Let's define now the target and the Id cols

In [13]:
#H@O would automatically hot-encode the categorical values (Genius!), but we must specify what columns are categoricals
train['brand'] = train['brand'].asfactor()
train['ZipCode'] = train['ZipCode'].asfactor()
train['week_ct'] = train['week_ct'].asfactor()
train['Qty_Ruta_SAK_Bin'] = train['week_ct'].asfactor()

In [14]:
# In case there is no validation, we make val = train
if not (use_validation):
    val = train

### Alg11 - GBM

Lets make our first GBM model

In [None]:
predictors = ['Canal_ID', 'Log_Target_mean_lag1', 'Log_Target_mean_lag2', 'Log_Target_mean_lag3', 'Log_Target_mean_lag4',
              'Last_per_Cliente_ID', 'Last_per_Ruta_SAK',
              'Lags_sum', 'brand', 'week_ct', 'Qty_Ruta_SAK_Bin', 'ZipCode', 'num_prod', 'num_prod_uni']

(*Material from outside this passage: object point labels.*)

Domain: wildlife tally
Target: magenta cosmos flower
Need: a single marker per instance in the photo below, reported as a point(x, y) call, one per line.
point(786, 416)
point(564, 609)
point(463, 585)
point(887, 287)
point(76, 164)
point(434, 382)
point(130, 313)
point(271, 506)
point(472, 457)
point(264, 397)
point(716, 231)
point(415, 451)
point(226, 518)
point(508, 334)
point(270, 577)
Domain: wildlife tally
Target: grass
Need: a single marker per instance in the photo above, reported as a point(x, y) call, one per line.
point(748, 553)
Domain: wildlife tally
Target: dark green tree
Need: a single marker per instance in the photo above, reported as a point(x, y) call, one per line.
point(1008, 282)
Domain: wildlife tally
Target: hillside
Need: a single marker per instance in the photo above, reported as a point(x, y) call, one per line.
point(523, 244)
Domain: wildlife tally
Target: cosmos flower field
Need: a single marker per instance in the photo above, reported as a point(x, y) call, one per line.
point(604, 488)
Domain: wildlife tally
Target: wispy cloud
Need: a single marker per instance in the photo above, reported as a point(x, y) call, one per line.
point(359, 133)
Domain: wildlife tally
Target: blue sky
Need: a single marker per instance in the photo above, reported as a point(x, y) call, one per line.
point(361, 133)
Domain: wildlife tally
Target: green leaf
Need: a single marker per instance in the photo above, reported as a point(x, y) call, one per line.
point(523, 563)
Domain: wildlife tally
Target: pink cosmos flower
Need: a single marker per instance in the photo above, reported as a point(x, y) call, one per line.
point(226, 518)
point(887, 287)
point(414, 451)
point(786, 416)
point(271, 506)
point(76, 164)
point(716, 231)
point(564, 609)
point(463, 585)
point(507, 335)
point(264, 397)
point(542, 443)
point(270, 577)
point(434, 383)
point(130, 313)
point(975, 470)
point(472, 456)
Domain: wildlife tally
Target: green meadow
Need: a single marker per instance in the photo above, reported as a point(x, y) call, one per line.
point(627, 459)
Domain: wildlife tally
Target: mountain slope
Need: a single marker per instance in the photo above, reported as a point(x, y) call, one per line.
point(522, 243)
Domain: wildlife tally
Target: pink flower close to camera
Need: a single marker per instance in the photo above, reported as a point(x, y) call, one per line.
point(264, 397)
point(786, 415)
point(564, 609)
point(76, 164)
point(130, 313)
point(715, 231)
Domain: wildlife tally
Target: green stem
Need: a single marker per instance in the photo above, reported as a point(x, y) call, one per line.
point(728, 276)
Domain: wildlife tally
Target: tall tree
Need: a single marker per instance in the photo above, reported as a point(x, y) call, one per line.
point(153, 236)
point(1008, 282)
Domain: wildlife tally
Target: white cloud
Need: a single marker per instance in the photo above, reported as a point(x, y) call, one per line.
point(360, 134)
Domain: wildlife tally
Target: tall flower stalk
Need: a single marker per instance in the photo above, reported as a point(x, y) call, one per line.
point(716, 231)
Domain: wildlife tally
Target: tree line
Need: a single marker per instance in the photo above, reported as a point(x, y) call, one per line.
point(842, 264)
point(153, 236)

model = H2OGradientBoostingEstimator(ntrees=500,max_depth=10,learn_rate=0.1, min_rows=10, nbins=40, sample_rate=0.7,
                                    col_sample_rate=0.7, stopping_rounds=10, stopping_metric="MSE", stopping_tolerance=0.01)
tic()
modelfit(model, train, val, test, predictors, target, IDcol, 'alg11_{}-JorgeGBM.csv'.format(sufix))
tac()

model.varimp(use_pandas=True)
#Plot Coeficients importance
#coef = pd.Series(model.feature_importances_, predictors).sort_values(ascending=False)
#coef.plot(kind='bar', title='Feature Importances')

#Plot Histogram of target and prediction distributions
model_history_df = model.scoring_history()
model_history_df
plt.plot(model_history_df['training_rmse'], label="training_rmse")
plt.plot(model_history_df['validation_rmse'], label="validation_rmse")
plt.title("GBM .. )")
plt.legend();

## --> LB: 

### Alg9 - Deep Learning

Now we try with a Deep Learning Network. To improve generalization we added dropout and L1 and L2 penalties.

In [None]:
predictors = ['Canal_ID', 'Log_Target_mean_lag1', 'Log_Target_mean_lag2', 'Log_Target_mean_lag3', 'Log_Target_mean_lag4',
              'Last_per_Cliente_ID', 'Last_per_Ruta_SAK',
              'Lags_sum', 'brand', 'week_ct', 'Qty_Ruta_SAK_Bin', 'ZipCode', 'num_prod', 'num_prod_uni']


model = H2ODeepLearningEstimator(activation="Rectifier", hidden=[100,100,100], epochs=35,
                                standardize=True, score_interval=10, stopping_rounds=10, stopping_metric="MSE",
                                stopping_tolerance=0.01, use_all_factor_levels=False)
    
tic()
modelfit(model, train, val, test, predictors, target, IDcol, 'alg9_{}.csv'.format(sufix))
tac()

model.varimp(use_pandas=True)
#Plot Coeficients importance
#coef = pd.Series(model.feature_importances_, predictors).sort_values(ascending=False)
#coef.plot(kind='bar', title='Feature Importances')

#Plot Histogram of target and prediction distributions
model_history_df = model.scoring_history()
model_history_df
plt.plot(model_history_df['training_rmse'], label="training_rmse")
plt.plot(model_history_df['validation_rmse'], label="validation_rmse")
plt.title("Deep Learner .. )")
plt.legend();